The telecoms industry has long called on the European Commission to take a broader view of mergers aimed at boosting revenue and investment, as well as allowing it to compete better against internet rivals.

Pessimism reigned, however, after Competition Commissioner Margrethe Vestager scuppered a plan by Telia Company and Telenor to merge their businesses in Denmark in 2015.

A year later she blocked CK Hutchison Holdings' plan to merge its Three UK subsidiary with Telefonica O2 UK and also demanded hefty concessions for waving through other mobile telecoms deals.
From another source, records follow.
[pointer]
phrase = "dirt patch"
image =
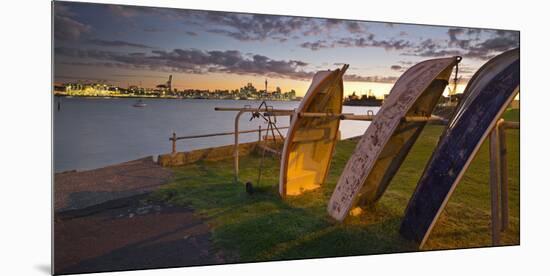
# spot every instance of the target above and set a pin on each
(76, 190)
(130, 233)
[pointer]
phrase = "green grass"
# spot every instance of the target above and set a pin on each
(264, 227)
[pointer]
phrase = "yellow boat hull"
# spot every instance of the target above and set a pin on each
(310, 142)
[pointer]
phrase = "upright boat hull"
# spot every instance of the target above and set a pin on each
(389, 138)
(310, 141)
(486, 97)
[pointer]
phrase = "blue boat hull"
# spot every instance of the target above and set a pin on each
(493, 88)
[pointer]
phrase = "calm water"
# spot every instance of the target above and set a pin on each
(95, 132)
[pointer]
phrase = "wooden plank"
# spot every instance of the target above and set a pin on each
(503, 161)
(494, 180)
(389, 137)
(312, 156)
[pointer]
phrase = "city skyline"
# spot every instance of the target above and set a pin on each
(131, 45)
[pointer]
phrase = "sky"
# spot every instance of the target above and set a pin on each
(131, 45)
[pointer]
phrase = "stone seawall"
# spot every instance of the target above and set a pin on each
(209, 154)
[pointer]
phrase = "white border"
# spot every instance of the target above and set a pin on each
(26, 142)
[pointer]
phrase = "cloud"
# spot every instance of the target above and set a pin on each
(196, 61)
(67, 28)
(396, 67)
(361, 42)
(191, 61)
(355, 27)
(469, 44)
(153, 30)
(117, 43)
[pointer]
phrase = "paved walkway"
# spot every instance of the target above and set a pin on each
(76, 190)
(105, 222)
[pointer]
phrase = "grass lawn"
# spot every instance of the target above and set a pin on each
(264, 227)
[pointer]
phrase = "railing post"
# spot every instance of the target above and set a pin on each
(236, 146)
(494, 149)
(259, 134)
(173, 142)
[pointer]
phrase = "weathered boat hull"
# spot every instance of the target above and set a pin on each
(486, 97)
(389, 138)
(310, 141)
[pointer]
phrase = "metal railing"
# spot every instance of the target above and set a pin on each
(175, 138)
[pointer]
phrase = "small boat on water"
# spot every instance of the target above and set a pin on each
(140, 103)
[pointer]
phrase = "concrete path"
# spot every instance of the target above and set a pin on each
(77, 190)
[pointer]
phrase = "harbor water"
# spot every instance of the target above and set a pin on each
(96, 132)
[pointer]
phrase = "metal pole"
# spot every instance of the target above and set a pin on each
(236, 146)
(259, 134)
(494, 182)
(173, 142)
(503, 175)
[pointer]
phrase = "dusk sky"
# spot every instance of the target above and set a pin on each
(128, 45)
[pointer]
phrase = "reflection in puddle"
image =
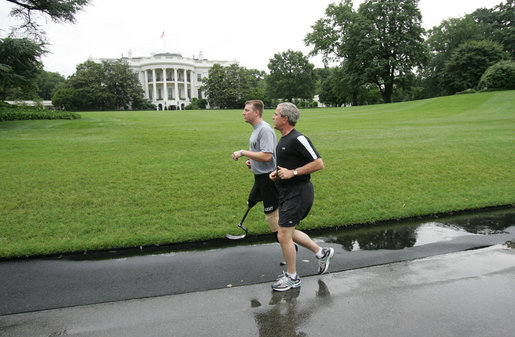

The Commission opened a full-scale investigation into the Deutsche Telekom bid five months ago, concerned that a deal reducing the Dutch market to three players from four would hurt competition and lead to price increases for consumers.

Deutsche Telekom has argued that the combined company would have only a 25 percent market share, way behind market leader KPN and No. 2 player VodafoneZiggo.

It said the merged third player would be able to challenge the two competitors in fixed-broadband prices in the Netherlands and also roll out a 5G network more quickly.

Under the deal, Tele2 will receive 190 million euros (168.31 million pounds) in cash and a 25 percent stake in the enlarged T-Mobile NL, the two companies said when the deal was announced last December.

The Commission, which is scheduled to rule on the deal by Nov. 30, and Deutsche Telekom declined to comment.

Telecoms consultant John Strand welcomed the prospect of the EU approval, saying its previous stance on the sector was flawed.

"Our research has revealed the folly of regulators rejecting 'four-to-three' mergers for reasons of competition and price only to find that their logic was wrong and that prices increased," he said.

The EU green light could be a watershed moment for European telecoms and speed consolidation in Spain and the UK while boosting valuations for some companies, Bernstein analyst Dhananjay Mirchandani wrote in a client note.